Le ministre a accordé un entretien au JDD, édition du 21 février 2016

Sur l’Union Européenne et le Brexit, le ministre déclare : « David Cameron avait demandé à l’Europe qu’elle l’aide à gagner son référendum sur le maintien du Royaume-Uni dans l’Union européenne. C’est ce que nous avons fait samedi, à Bruxelles, tout en prenant une décision aussi dans l’intérêt de tous les Européens. Il n’y aura pas de révision des traités, pas de veto du Royaume-Uni sur un renforcement de la zone euro, pas de remise en cause du principe de libre-circulation. Le Royaume-Uni a obtenu des réponses à ses préoccupations et j’espère, sur cette base, que les Britanniques choisiront de rester dans l’Union européenne. C’est dans l’intérêt du Royaume-Uni, c’est dans l’intérêt de l’Europe, c’est dans l’intérêt de la France.
« Il ne s’agit pas de défaire ce qui a été fait ni d’empêcher ceux qui veulent aller plus loin. Le socle des principes et des valeurs fondatrices de l’Union demeure. Avant de faire mon discours au moment de la passation de pouvoirs avec Laurent Fabius, je me suis arrêté un instant devant la photo de Robert Schuman dans le salon de l’Horloge au Quai d’Orsay. C’est ici que le 9 mai 1950, l’année de ma naissance, cet homme a lancé la Communauté Européenne du charbon et de l’acier. C’est de cette histoire dont nous sommes comptables. Chacun doit accepter une Europe différenciée dans laquelle ceux qui veulent plus d’Europe pourront avancer et ceux qui ne veulent pas aller plus loin n’y feront pas obstacle. En outre, l’Europe doit être un espace de projets ambitieux qui soit en mesure de peser davantage dans les réponses aux problèmes du monde. On en a vu un très bon exemple lors de la COP21 sur le climat.
« Le Royaume-Uni a toujours eu une position particulière au sein de l’Union européenne et certains Etats membres ont déjà décidé d’aller plus loin, dans le cadre de la zone euro ou de l’espace Schengen. L’accord avec les Britanniques ne fait qu’admettre qu’il y a une Europe différenciée. Ce qui compte, c’est que ceux qui veulent aller vers plus d’intégration ne soient pas entravés, car il faut faire mouvement et redonner à l’Union européenne toute son ambition. Si l’Europe ne bouge pas, on verra les nationalismes et les populismes prospérer, ce qui est d’ailleurs le cas. Il faut donc recréer une envie d’Europe et redonner à tout le monde des raisons d’aimer l’Europe, surtout à la jeunesse. »
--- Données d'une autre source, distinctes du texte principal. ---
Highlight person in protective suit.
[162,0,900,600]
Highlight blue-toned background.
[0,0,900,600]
Sur le couple franco-allemand, le ministre déclare : « On aurait tort de ne voir, dans la relation franco-allemande, qu’une page jaunie de notre histoire avec De Gaulle et Adenauer ou Mitterrand et Kohl. D’autres pensent que cette relation est une sorte d’obligation. Je pense que c’est une erreur, car nos destins sont profondément liés. Même si on est en désaccord sur certains sujets, on a besoin l’un de l’autre. Je crois en cette vision qui nous permet d’avancer ensemble dans la solution des crises. Je pense en particulier à l’Ukraine avec les accords de Minsk où le couple franco-allemand a joué un rôle crucial. Je me rendrai d’ailleurs à Kiev dès lundi avec mon collègue allemand Frank-Walter Steinmeier. Et, je suis convaincu que l’Allemagne et la France ont la responsabilité de préparer la relance du projet européen. »

Sur la question des réfugiés, le ministre déclare : « Cette question appelle une réponse européenne. Dans ce cadre, la France s’est engagée à accueillir 30.000 réfugiés supplémentaires et elle assumera ses responsabilités. La situation n’est pas comparable en Allemagne, j’en suis conscient. Mme Merkel fait face avec courage et fermeté à une situation très difficile. En France, on sent une réticence d’une partie de l’opinion, même si, en France, comme en Allemagne, de nombreux citoyens s’engagent bénévolement pour l’accueil des réfugiés. Cette question est soumise à de nombreuses exploitations politiciennes. Or il faut le dire : la France a la capacité d’accueillir ces 30.000 réfugiés et le droit d’asile est un droit sacré. Les réfugiés n’ont pas envie de quitter leur pays, ils fuient les bombes et la guerre pour survivre. C’est à nous de l’expliquer aux Français. C’est à notre portée. Il faut distinguer, en France comme en Allemagne et dans le reste de l’Europe, ceux qui peuvent bénéficier du droit d’asile et les personnes qui viennent de pays sûrs et qui arrivent en Europe pour des raisons économiques et n’ont pas vocation à y rester. C’est pourquoi l’Europe doit se donner les moyens de réellement contrôler ses frontières extérieures. Il faut aussi aider Alexis Tsipras et la Grèce qui sont en première ligne de cette crise qui est la plus grave depuis la fin de la Seconde Guerre mondiale.
« Il faut parler aux Turcs pour trouver des solutions. Ils ont sur leur territoire plus de 2,5 millions de réfugiés. Ils sont préoccupés par la sécurité de leur frontière avec la Syrie. C’est une bonne chose que l’Union européenne ait pu conclure un accord avec la Turquie pour améliorer les conditions de vie des réfugiés et réduire les flux vers la Grèce. Il faut veiller à sa bonne mise en œuvre. »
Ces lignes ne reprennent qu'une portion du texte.